Should I use an ssl terminator or just haproxy?

Question

I'm trying to figure out how to set up my architecture for a socket.io app that will require both https and wss connections. I've found many tutorials on the web suggesting that you use something like stud or stunnel in front of haproxy, which then routes your unencrypted traffic to your app. If I were to go this route, is it suggested that haproxy and the ssl terminator be on separate instances, or is it fine if they are on the same EC2 server instance?

If I do not want to use a separate ssl terminator, could I use haproxy to terminate the ssl? Or instead would it be possible to proxy these https and wss connections to my application and have the node app terminate the ssl itself?

Answer 1

Give a try to haproxy-1.5-dev12, it supports SSL offloading and will make your life easier :-)

Answer 2

The last I checked, haproxy still didn't have SSL termination as a feature. This is why you're seeing recommendations to put stunnel in front of it as a way to provide just that feature.

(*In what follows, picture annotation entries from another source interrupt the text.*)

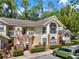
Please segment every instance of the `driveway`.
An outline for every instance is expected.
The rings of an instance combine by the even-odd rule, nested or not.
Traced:
[[[48,55],[44,55],[44,56],[35,57],[32,59],[63,59],[63,58],[53,56],[52,54],[48,54]]]

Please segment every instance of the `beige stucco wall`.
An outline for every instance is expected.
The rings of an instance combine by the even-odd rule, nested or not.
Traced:
[[[34,36],[35,36],[35,38],[34,38],[32,46],[39,45],[40,42],[41,42],[41,35],[40,34],[34,34]]]
[[[0,31],[0,34],[5,35],[6,36],[6,25],[5,24],[0,24],[0,27],[3,27],[4,30]]]

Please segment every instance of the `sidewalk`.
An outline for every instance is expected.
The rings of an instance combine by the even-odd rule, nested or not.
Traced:
[[[48,50],[48,51],[44,51],[44,52],[38,52],[38,53],[33,53],[33,54],[31,54],[29,51],[25,51],[23,56],[12,57],[12,58],[9,58],[9,59],[32,59],[32,58],[35,58],[35,57],[48,55],[50,53],[52,53],[52,50]]]

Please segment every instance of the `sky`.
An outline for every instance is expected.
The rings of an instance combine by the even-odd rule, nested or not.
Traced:
[[[17,5],[18,5],[18,13],[21,14],[21,12],[24,10],[24,8],[21,6],[21,1],[22,0],[15,0]],[[70,1],[72,0],[44,0],[44,7],[45,7],[45,11],[48,11],[49,8],[47,8],[46,4],[48,1],[51,1],[55,6],[53,8],[55,9],[61,9],[65,6],[67,6],[68,4],[70,4]],[[31,6],[32,7],[33,5],[35,5],[36,3],[34,2],[34,0],[29,0],[29,2],[31,3]],[[73,7],[72,7],[73,8]],[[77,8],[79,8],[79,5],[77,6]],[[21,11],[21,12],[20,12]]]
[[[19,8],[21,8],[21,1],[22,0],[16,0]],[[47,1],[49,1],[49,0],[44,0],[44,5],[47,4]],[[66,6],[67,4],[69,4],[69,2],[70,2],[70,0],[51,0],[51,1],[52,1],[52,3],[55,4],[56,9],[60,9],[64,6]],[[32,4],[31,6],[35,5],[35,2],[33,0],[30,0],[30,3]]]

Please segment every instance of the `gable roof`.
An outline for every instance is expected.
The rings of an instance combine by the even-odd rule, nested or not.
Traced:
[[[25,27],[25,26],[35,26],[34,21],[30,20],[20,20],[20,19],[13,19],[13,18],[3,18],[0,17],[0,21],[7,25],[12,25],[12,26],[20,26],[20,27]]]
[[[51,16],[48,18],[44,18],[38,21],[31,21],[31,20],[20,20],[20,19],[13,19],[13,18],[4,18],[0,17],[0,21],[7,25],[12,25],[12,26],[19,26],[19,27],[27,27],[27,26],[42,26],[44,23],[49,22],[51,20],[56,21],[59,23],[61,26],[65,27],[56,16]],[[66,27],[65,27],[66,28]]]

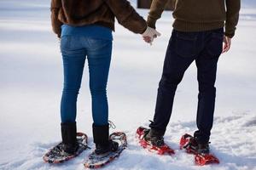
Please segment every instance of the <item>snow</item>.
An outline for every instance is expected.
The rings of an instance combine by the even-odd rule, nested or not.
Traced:
[[[135,1],[132,2],[135,5]],[[192,64],[178,87],[166,142],[173,156],[142,149],[137,127],[153,118],[158,82],[172,31],[171,12],[157,23],[162,36],[149,46],[139,35],[116,25],[108,80],[109,119],[128,136],[128,148],[105,169],[256,169],[256,5],[243,1],[236,35],[218,63],[217,101],[211,149],[219,165],[199,167],[178,150],[180,137],[195,129],[196,68]],[[49,0],[0,1],[0,169],[84,169],[90,150],[62,165],[43,162],[61,139],[62,65],[58,39],[51,31]],[[144,17],[148,10],[138,10]],[[78,129],[91,132],[88,68],[78,102]]]

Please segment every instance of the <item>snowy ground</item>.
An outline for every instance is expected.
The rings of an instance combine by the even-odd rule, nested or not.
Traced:
[[[166,142],[173,156],[143,150],[136,128],[153,118],[156,90],[169,36],[172,14],[157,28],[162,36],[152,47],[117,26],[108,81],[109,118],[128,135],[129,147],[106,169],[256,169],[256,5],[244,1],[231,50],[219,60],[212,150],[219,165],[198,167],[193,156],[178,150],[184,133],[196,129],[196,68],[180,84]],[[20,3],[20,4],[19,4]],[[59,105],[62,66],[57,38],[51,31],[48,0],[0,0],[0,169],[84,169],[89,154],[63,165],[48,165],[43,155],[60,141]],[[250,7],[251,8],[247,8]],[[139,10],[146,16],[147,10]],[[88,69],[78,102],[78,128],[91,138]]]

In my opinion, it's generally OK to host both stunnel and haproxy on the same system. Even EC2 micro instances can drive a good chunk of SSL traffic, and the larger instances are even better at it. You might run into some problems at high scale where the number of sockets that need to get opened to forward all this traffic around might run into limits, but that's kind of a nice problem to have.

I do know of one SSL-enabled load-balancer, and that's Pound. Not nearly as featured as HAproxy, but if all you need is SSL-termination and some back-end servers it's good enough. Chances are you'll have to build your own packages though, so that might rule it out.